I told my apprentice, who was behind the counter polishing up a few window goods for next Saturday, to light up, though there was quite half-an-hour's daylight left in the street. But, somehow--such is instinct--I did not like the get-up of this man. I had never seen him before; he did not look "made in Bermondsey," and he was seedy, and a little nervous, though he talked in strident tones, in a Sir Anthony Absolute kind of manner, which made the gas glasses jingle.

"Do you buy articles outright, Mr. Kippen, as well as lend money on them?" he asked abruptly as he entered.

"Yes, sir, I do."

"And at a fair price?"

"Certainly. May I ask what----"

But he was an impetuous man, and so full of his own mission, that he did not wait for me to conclude my inquiry.

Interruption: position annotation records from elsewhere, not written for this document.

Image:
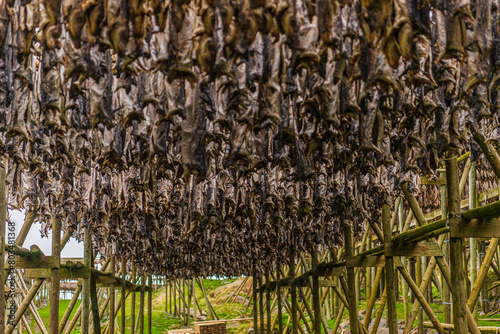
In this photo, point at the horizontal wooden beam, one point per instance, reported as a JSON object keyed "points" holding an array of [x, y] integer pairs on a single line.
{"points": [[414, 249], [482, 329], [475, 228]]}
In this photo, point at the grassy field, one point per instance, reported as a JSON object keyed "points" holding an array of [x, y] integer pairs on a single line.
{"points": [[218, 290]]}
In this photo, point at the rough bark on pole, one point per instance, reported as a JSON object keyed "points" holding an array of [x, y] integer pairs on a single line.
{"points": [[87, 254], [456, 250], [150, 303], [111, 320], [390, 274], [3, 218], [261, 308], [473, 241], [483, 272], [293, 295], [124, 273], [421, 299], [268, 301], [316, 294], [141, 305], [55, 277], [24, 305], [351, 284], [373, 297], [278, 296], [254, 305]]}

"Then what will you give me for this article, money down?" he asked, producing from his pocket, to my complete astonishment, the identical little carriage clock, all dials and complications and internal irregularities, which I had hidden in my piano before going down to Brisket's farm--the clock that had been stolen from my Streatham villa. The same feeling came over me which I had had in that residence on the night of my return. I was swimmy for a moment, and saw stars, and then thought that a thick fog had broken out in Bermondsey. I recovered myself by a mighty effort of will. Here was to be a battle of the wits. Here was one item of my lost property within a hand's grasp of me. I couldn't keep that hand from trembling as I took the clock from him.

"Don't shake it up like a bottle of medicine," said the old gentleman, irritably; "it's a delicate piece of workmanship, and won't stand bobbing up and down like that; it upsets the mechanism, and it isn't easily set right."

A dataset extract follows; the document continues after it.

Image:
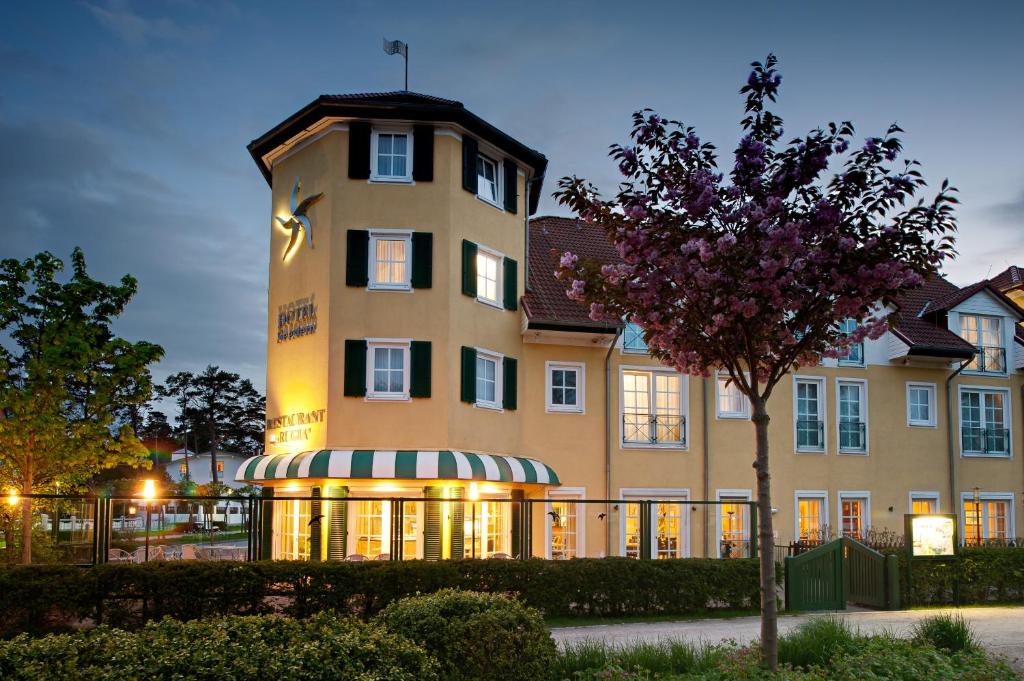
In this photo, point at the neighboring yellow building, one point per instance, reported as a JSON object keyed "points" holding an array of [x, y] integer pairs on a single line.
{"points": [[421, 348]]}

"Is it in working order, then?" I inquired, with suppressed amazement.

"Yes, of course it is."

"Good gracious! is it though?" I said, nearly dropping it in my surprise.

"It tells the days of the month, the dates of the month," he went on, "the phases of the moon, the month of the year, the year of the century, the variations in the weather; it chimes the quarters, halves, and three-quarters; it plays a waltz after it strikes the hour; it acts as a revolver--I mean as a repeater--and it is mounted in solid gold of 20 carat, almost pure gold. A timepiece fit for a prince, and belonged originally to Louis Seize. What is it worth to you, money down--on the nail--as you tradesmen say?"

"I shall want a little time to consider the matter."

"Take your own time, sir, only, for God's sake, look sharp," said the old man irreverently, as he removed his hat and wiped his forehead with a big, old-fashioned silk bandanna.

"A clock of this description cannot be reckoned up in a hurry," I said. "I haven't examined the works yet."